Let’s be clear: Sam Taylor-Johnson’s adaptation of Fifty Shades of Grey is positively nonrapey.
Director Taylor-Johnson puts the emphasis on the fact that Christian Grey has the consent of the soon-to-be-trussed-and-flogged Bella Swan—I mean Anastasia (“Ana”) Steele. But having rinsed out the ambiguities, Taylor-Johnson ends up watering down the product. His Fifty Shades seems to be under the influence of those “ethical birth control pills” from Kurt Vonnegut’s short story “Welcome to the Monkey House”—the ones that prevent contraception by making you numb below the waist.
Ana (Dakota Johnson) certainly gets what she’s coming for, but the movie emphasizes her reluctance to submit totally to the man who wants to tie her up and hurt her, all in the name of mutual pleasure. Nonetheless, Ana is the bright side of a dull movie. She’s dressed down at the beginning in everything but pigtails and a giant lollipop. Though a college grad, she’s still about as mature as a high school senior, a Hardy-loving virgin who never thought about what people get up to. The film’s biggest intentional laugh is Grey staring at her naivetĂ© and asking her where she’s been all her life.
Ana is awakened by her (literally) helicoptering lover, so she gets a makeover. It increases her brattiness and tease, which means the audience won’t mind seeing her get made to do stuff. A lean girl without much to spank, Dakota Johnson’s main asset is a plush, wry mouth that ought to have a three picture deal of its own.

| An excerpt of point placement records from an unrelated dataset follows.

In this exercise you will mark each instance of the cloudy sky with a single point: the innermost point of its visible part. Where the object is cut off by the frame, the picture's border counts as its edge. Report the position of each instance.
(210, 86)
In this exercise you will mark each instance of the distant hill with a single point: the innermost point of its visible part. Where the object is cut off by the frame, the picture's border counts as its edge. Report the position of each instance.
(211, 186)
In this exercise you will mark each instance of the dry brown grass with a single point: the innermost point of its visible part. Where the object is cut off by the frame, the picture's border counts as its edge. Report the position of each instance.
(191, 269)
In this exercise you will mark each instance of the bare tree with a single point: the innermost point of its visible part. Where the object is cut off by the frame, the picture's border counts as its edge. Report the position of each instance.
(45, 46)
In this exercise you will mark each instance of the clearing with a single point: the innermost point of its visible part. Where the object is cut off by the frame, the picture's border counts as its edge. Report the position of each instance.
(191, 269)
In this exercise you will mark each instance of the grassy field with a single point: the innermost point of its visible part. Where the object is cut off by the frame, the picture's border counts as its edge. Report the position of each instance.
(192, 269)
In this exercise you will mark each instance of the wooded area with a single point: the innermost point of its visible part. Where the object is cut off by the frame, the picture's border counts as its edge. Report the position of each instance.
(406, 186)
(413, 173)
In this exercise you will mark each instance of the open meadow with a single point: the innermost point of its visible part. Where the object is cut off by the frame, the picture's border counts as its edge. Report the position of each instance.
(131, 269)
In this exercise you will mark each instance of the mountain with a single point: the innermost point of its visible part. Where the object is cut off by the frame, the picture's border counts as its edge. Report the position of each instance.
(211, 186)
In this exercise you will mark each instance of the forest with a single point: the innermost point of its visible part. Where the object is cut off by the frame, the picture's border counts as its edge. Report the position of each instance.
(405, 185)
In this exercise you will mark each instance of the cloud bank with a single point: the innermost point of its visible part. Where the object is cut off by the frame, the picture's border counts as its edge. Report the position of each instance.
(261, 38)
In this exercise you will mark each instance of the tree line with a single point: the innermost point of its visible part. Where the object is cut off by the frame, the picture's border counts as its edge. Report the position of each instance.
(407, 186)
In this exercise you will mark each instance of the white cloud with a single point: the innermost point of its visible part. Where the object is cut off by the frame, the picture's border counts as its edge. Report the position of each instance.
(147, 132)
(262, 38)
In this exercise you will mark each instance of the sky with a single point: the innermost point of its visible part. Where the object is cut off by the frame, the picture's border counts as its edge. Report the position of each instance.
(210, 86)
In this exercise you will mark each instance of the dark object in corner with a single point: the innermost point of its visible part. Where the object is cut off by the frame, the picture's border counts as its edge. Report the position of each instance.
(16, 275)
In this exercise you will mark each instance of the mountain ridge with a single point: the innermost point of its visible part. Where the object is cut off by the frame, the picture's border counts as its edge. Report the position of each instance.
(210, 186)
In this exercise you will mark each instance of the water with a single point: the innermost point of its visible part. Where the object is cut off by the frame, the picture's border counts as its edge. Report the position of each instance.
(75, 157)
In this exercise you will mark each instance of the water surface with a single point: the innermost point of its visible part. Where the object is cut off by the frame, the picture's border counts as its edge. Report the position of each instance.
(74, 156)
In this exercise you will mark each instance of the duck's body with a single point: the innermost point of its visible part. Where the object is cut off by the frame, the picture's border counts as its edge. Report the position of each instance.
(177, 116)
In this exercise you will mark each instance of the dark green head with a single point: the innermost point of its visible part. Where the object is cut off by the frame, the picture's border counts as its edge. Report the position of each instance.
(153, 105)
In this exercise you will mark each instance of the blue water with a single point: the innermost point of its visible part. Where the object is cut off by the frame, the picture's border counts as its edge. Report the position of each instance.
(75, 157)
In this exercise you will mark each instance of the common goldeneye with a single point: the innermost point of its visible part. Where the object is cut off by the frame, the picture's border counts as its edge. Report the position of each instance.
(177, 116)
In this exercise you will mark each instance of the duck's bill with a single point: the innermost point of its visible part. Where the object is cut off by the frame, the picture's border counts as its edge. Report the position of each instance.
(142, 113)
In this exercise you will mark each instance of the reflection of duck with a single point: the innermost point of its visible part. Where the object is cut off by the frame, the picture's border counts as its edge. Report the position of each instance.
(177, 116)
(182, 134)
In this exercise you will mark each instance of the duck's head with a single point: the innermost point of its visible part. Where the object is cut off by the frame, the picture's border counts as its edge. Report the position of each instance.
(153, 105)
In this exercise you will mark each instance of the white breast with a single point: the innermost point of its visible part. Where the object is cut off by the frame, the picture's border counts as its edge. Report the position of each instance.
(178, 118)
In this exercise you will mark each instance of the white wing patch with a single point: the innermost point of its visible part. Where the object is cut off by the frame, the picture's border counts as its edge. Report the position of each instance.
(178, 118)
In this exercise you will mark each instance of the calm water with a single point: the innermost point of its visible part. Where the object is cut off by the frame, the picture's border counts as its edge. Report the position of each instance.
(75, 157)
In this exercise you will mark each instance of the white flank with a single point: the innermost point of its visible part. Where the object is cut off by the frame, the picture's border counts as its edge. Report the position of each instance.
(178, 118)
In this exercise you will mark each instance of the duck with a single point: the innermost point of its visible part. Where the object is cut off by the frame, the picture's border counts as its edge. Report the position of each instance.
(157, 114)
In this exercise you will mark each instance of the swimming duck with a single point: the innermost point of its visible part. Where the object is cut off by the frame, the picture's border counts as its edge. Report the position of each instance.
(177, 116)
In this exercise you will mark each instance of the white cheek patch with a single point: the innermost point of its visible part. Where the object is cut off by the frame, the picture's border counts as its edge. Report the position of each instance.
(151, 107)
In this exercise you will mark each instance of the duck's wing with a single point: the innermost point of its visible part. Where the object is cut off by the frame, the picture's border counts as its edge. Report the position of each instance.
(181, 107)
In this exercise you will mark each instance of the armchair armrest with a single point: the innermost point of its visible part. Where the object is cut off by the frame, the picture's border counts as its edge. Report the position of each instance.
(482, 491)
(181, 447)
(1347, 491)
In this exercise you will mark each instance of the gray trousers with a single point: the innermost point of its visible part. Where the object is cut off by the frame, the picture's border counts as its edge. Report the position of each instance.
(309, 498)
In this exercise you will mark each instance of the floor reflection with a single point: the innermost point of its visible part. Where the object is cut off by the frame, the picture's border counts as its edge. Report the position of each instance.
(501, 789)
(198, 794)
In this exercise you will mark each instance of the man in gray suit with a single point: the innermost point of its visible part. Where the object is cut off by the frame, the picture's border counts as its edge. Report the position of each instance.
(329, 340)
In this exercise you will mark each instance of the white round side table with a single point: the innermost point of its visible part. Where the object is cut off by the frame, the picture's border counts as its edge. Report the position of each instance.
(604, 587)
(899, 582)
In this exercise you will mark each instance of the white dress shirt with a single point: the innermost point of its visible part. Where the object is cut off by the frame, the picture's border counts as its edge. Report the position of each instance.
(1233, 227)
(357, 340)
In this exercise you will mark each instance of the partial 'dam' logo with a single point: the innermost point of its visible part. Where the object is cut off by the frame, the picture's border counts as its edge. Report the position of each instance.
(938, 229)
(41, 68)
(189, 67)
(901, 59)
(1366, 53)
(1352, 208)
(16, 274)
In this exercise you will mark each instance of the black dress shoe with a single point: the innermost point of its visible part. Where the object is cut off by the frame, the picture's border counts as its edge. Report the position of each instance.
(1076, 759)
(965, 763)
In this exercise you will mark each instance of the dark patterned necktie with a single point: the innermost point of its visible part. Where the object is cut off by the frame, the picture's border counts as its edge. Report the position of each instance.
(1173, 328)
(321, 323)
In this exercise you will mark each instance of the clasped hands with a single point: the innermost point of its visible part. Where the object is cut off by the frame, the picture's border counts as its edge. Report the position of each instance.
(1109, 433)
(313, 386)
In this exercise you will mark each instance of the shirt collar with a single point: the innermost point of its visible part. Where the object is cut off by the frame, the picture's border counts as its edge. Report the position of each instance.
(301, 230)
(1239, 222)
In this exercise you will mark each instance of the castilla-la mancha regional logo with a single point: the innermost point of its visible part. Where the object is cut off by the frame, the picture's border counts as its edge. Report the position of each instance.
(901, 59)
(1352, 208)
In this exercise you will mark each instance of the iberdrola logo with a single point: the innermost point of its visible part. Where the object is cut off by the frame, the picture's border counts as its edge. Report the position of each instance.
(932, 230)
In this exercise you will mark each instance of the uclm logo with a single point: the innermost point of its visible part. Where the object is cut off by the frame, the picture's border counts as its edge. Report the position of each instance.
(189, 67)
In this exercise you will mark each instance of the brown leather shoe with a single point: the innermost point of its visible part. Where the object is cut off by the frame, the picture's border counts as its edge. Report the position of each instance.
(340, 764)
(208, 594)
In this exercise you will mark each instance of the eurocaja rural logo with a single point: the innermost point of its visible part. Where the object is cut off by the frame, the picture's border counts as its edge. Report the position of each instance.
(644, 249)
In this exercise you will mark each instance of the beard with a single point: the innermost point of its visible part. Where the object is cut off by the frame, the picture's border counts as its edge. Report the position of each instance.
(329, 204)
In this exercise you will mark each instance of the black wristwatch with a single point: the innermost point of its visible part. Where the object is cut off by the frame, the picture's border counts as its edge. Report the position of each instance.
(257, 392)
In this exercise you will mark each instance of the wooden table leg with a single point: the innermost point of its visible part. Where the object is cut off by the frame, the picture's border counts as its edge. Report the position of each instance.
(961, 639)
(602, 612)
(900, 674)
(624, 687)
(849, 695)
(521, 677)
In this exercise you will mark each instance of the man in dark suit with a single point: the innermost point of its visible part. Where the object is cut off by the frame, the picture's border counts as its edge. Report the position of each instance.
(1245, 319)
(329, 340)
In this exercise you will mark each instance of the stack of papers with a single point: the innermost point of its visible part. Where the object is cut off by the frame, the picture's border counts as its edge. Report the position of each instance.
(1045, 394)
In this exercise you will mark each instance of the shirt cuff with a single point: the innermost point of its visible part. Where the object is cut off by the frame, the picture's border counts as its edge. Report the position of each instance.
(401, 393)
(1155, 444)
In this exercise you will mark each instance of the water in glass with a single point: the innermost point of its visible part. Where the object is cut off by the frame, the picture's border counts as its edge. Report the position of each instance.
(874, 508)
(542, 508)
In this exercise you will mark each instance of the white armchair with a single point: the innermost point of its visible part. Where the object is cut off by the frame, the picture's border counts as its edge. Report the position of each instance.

Fifty Shades of Grey‘s auteur is really E. L. James, author of the books, who insisted on the trappings of this film, the gunmetal-colored-clothing and the neckties. She has an Ayn Randian appreciation of the thrust of skyscrapers and of “Triumph Over Her Will” aerial shots. These include a glider ride in Georgia that makes one yearn for the autumnal flying scenes in 1999’s The Thomas Crown Affair. It’s good the movie gets off the ground via the runway; the Northwestern landscapes are as soggy as the dialogue.
‘Fifty Shades of Grey’ is playing in wide release.